Britain can expect to reap the benefits from low-level wind energy generation due to advances in the cleantech manufacturing space
There’s never been a more pressing time in human history for the mainstream adoption of cleantech and renewable energy. Earlier this year, the Proceedings of the National Academy of Sciences (PNAS) published a study revealing a damning fact.
Data from PNAS indicates that global temperatures will exceed the Paris Agreement’s 1.5C limit within the next decade. By using AI, the study also found the planet’s temperature will rise to the critical 2C tipping point by 2050.
Finding renewable energy alternatives is now essential to preventing a climate crisis. Fortunately, recent developments in the UK cleantech sector promise a greener future powered by low-level wind energy generation.
Katrick Technologies (Katrick), a fast-growth IP-based research and development (R&D) and commercialization company, has partnered with an independent research and technology organization. The goal is to develop a prototype of the former’s proprietary kinetic energy-based technology to generate green energy from wind.
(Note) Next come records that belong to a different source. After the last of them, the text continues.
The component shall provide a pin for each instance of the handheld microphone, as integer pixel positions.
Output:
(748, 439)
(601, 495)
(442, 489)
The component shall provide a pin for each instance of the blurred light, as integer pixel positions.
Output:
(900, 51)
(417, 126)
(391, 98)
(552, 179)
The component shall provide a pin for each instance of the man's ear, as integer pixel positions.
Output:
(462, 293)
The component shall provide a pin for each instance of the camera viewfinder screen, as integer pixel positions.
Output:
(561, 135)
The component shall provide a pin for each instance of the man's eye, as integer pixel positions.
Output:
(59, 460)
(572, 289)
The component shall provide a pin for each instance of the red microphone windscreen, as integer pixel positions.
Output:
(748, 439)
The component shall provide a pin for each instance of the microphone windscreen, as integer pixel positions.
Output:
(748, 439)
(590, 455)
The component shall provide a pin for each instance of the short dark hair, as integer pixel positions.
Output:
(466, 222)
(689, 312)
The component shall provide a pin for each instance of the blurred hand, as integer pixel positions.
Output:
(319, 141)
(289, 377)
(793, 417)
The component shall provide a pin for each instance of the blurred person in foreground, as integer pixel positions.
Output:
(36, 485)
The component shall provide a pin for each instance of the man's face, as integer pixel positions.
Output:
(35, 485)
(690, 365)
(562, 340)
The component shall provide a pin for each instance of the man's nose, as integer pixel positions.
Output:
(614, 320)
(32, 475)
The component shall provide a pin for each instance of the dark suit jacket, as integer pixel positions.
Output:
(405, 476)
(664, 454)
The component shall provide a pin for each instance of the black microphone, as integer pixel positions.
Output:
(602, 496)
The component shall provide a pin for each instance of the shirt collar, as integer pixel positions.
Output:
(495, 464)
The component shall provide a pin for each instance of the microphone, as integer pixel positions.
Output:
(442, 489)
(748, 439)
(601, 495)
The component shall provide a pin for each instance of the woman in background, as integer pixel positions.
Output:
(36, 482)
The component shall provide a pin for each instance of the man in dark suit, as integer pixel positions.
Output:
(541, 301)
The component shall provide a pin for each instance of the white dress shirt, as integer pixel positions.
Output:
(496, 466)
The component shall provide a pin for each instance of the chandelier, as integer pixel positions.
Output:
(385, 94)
Indeed, by joining forces with the Manufacturing Technology Centre (MTC), Katrick will bridge the gap between academia and industry. This will undoubtedly bring it closer to achieving its sustainability goals – and improving the UK’s green credentials in the process.
Vijay Madlani: Cleantech is not a want, but a need
“Discovering green energy alternatives should be the at the top of the UK’s agenda,” commented Vijay Madlani, CEO at Katrick. “Having alternative power sources will help keep business costs lower and reduce strain on the grid, while helping decrease reliance on fossil fuels.
“Ultimately, it’s not a case of wanting more options, but needing them. Our work with the MTC is already paving the way for green energy innovation, which will be taken a step further with the development of our prototype.”
Wind power isn’t new. But Katrick’s wind panel system is designed to maximize the way kinetic energy is captured, using multi-layered aerofoils to create pockets of energy.
Not only does this address the limitations of traditional turbines, but it also promises a more efficient model. Katrick’s figures suggest that, if installed along a one-kilometer stretch, it could generate enough electricity to power 3000 homes.
“We’re proud to be working with Katrick on this important innovation for wind generation in the UK,” commented Chris Brown, Senior Business Development Manager at MTC. “Enabling solutions that reduce carbon and support the UK’s net zero ambitions is at the heart of everything we do at MTC. Through this exciting partnership we can really make a difference together.”